ACTUACION ANTE ARMAS BLANCAS
Frente a un individuo armado y dispuesto a atacar, lo primero que debe incidir es la manipulación de la distancia. Se trate de armas de fuego, cuchillos o una simple botella rota, controlar la distancia entre nosotros y nuestro oponente supondrá controlar el 50% del ataque.
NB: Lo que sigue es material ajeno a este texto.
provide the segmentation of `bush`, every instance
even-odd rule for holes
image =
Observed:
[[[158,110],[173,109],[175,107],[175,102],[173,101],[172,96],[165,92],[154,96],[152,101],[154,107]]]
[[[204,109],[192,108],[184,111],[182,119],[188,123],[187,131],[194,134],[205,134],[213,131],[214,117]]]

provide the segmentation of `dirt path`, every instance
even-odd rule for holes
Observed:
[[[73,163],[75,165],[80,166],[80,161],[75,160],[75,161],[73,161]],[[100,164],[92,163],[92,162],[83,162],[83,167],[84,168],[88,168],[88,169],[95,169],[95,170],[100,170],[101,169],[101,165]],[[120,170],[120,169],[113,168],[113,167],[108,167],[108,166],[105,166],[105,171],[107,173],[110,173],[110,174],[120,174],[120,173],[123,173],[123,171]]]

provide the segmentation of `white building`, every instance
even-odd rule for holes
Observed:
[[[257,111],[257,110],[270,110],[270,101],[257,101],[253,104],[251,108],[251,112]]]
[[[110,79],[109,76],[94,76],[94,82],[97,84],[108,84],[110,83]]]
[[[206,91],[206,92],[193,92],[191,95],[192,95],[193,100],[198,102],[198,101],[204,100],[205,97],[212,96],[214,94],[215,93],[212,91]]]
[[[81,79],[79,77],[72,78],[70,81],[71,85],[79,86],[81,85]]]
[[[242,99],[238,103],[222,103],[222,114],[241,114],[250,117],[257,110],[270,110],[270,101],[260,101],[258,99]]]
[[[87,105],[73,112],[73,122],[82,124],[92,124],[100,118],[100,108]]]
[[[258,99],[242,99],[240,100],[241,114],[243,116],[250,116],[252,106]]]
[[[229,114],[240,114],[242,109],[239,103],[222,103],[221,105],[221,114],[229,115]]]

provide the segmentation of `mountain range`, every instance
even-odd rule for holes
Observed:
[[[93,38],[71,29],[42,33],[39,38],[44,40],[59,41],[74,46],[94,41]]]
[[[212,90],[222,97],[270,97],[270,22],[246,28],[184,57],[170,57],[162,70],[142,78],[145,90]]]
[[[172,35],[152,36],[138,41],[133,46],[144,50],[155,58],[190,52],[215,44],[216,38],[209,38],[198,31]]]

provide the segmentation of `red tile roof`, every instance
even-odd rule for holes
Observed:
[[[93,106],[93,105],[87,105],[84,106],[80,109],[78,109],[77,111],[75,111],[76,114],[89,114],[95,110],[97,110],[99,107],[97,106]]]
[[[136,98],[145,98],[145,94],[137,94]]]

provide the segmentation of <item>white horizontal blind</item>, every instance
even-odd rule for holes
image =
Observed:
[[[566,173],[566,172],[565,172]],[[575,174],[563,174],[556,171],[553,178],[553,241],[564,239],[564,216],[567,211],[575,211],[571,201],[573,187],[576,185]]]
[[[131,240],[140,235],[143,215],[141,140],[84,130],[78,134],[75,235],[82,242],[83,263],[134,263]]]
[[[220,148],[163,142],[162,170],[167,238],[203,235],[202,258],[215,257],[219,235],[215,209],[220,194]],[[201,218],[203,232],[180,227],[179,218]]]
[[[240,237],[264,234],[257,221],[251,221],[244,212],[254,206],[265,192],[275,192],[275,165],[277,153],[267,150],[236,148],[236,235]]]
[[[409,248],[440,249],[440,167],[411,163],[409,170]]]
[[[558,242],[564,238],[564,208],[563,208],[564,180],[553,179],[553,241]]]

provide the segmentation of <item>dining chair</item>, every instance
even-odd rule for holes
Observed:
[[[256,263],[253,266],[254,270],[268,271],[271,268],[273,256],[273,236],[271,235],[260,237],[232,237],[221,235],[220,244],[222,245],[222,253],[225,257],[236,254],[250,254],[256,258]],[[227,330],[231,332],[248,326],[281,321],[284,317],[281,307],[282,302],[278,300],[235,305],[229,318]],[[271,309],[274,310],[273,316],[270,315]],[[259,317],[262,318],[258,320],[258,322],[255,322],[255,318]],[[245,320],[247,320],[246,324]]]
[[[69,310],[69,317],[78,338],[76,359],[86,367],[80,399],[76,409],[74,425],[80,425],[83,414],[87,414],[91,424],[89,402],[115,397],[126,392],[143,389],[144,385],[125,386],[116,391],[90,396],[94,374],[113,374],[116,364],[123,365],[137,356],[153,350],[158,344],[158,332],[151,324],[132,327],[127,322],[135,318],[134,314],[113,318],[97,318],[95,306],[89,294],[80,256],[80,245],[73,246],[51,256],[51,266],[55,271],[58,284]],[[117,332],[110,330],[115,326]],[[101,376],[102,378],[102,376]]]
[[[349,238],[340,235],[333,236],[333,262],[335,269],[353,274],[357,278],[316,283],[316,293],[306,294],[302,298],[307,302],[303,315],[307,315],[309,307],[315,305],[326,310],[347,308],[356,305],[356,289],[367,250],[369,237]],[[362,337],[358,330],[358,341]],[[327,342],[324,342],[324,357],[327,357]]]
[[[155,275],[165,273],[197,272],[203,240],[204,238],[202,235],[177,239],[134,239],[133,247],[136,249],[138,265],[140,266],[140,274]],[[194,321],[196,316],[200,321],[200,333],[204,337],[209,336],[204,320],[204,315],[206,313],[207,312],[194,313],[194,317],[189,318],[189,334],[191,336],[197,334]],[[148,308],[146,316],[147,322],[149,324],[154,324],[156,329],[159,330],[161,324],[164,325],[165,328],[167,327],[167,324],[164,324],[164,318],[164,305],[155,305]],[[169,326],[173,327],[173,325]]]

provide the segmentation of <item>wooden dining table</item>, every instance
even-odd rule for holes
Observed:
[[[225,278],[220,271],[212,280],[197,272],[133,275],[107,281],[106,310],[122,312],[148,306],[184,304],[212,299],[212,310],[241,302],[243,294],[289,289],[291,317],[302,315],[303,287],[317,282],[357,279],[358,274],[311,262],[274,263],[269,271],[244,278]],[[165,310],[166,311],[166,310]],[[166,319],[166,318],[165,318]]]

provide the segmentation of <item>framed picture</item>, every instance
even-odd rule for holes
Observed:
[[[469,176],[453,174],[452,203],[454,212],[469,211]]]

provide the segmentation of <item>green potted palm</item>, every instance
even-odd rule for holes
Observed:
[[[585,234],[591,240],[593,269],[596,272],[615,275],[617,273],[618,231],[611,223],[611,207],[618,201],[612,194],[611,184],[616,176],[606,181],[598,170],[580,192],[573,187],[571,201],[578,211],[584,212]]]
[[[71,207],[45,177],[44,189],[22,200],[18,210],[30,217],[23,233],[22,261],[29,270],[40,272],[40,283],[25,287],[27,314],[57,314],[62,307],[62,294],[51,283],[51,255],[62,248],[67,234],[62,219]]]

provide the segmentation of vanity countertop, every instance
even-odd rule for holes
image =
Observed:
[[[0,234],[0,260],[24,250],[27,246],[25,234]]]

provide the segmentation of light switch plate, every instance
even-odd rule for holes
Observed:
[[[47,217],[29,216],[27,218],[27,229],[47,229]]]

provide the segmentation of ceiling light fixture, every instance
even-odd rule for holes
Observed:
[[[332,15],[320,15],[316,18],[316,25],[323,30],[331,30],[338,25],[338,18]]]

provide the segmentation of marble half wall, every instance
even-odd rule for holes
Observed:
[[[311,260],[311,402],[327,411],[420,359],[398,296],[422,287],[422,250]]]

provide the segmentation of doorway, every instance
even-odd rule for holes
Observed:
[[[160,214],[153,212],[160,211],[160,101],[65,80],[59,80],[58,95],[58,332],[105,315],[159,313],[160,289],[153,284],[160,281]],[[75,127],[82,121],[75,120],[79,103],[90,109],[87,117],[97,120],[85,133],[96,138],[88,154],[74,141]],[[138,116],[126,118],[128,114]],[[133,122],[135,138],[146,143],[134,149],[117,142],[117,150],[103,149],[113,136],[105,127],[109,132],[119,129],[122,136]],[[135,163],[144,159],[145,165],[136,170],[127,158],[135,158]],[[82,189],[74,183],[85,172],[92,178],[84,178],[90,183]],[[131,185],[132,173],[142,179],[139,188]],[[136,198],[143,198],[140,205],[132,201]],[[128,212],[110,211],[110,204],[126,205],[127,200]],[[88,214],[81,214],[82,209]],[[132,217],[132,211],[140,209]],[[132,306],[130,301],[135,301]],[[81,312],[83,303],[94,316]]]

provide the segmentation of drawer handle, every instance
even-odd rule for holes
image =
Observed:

Quizás por la presencia de técnicas que abundan hoy en día en las diferentes artes marciales, se piensa que desarmar a alguien que tiene un cuchillo es cuestión de aplicar la técnica determinada y nada más. Ciertamente esto funciona ante el compañero de entrenamiento de toda la vida, con un cuchillo de madera y en el ambiente del gimnasio.
REGLAS DE ORO
1.Si se percata que su agresor tiene un cuchillo en la mano considérese afortunado. La mayoría de los entrenamientos tradicionales asumen que el defensor siempre sabrá que va a ser atacado con un cuchillo.
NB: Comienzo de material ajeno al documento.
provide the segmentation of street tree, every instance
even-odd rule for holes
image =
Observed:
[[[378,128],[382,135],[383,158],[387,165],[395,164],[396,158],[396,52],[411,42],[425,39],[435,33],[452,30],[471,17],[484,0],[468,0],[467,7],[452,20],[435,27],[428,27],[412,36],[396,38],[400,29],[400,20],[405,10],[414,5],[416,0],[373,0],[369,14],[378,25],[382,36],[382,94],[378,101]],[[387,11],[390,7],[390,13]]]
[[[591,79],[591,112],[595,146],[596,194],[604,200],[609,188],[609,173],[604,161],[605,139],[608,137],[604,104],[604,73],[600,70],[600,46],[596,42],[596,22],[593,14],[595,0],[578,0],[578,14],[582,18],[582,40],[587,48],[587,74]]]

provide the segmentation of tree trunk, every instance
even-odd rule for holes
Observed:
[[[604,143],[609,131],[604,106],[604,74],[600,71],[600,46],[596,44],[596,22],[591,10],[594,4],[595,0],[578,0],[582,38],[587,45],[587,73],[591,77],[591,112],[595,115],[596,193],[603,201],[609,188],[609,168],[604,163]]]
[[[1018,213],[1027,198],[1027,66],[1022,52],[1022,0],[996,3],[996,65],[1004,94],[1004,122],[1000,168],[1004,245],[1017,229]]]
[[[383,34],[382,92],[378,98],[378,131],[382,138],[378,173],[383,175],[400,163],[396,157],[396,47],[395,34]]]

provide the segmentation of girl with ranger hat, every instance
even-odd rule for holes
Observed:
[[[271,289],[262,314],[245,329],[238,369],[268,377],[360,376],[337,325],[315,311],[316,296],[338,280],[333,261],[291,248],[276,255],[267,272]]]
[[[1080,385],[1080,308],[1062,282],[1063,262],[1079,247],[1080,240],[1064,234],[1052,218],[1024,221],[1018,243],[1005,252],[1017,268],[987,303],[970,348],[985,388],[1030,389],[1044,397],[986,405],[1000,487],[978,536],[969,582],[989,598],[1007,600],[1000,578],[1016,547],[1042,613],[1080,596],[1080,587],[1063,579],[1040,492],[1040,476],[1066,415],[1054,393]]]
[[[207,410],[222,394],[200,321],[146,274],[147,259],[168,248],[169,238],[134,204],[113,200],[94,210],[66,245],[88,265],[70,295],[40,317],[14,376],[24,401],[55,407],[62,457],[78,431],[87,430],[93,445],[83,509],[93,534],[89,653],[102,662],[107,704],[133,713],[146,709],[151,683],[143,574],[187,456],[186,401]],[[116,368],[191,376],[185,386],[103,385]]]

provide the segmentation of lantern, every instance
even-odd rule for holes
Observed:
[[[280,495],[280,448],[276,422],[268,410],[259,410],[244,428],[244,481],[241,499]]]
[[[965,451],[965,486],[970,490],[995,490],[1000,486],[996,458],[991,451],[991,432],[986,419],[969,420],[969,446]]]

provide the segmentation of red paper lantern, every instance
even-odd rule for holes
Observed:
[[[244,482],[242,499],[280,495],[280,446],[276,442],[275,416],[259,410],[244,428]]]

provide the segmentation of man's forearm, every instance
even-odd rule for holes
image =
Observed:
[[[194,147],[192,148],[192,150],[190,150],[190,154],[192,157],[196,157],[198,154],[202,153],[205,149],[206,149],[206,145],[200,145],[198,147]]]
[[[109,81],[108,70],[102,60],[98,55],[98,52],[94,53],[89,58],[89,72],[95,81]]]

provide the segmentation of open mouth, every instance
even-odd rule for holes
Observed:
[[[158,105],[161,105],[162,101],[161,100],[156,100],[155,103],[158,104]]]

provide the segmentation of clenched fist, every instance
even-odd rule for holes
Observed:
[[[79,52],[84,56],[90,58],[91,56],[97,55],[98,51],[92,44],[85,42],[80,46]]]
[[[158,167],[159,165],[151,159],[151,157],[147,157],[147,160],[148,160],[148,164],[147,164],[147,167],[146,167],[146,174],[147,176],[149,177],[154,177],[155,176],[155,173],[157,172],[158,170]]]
2.Es bastante ingenuo pensar que quien piensa utilizar el cuchillo tenga la amabilidad de advertírselo antes de atacar. Con excepción de atracos y peleas donde el arma es mostrada como medio de intimidación, la mayoría de las veces el agresor procura tener oculta el arma hasta estar al alcance de su víctima para sorprenderla.
3. Cuando
el ataque es lanzado se activa la descarga de adrenalina (Respuesta de
Supervivencia ante el Estrés) que entre otros efectos disminuye
la percepción de detalles y dispara la visión de túnel.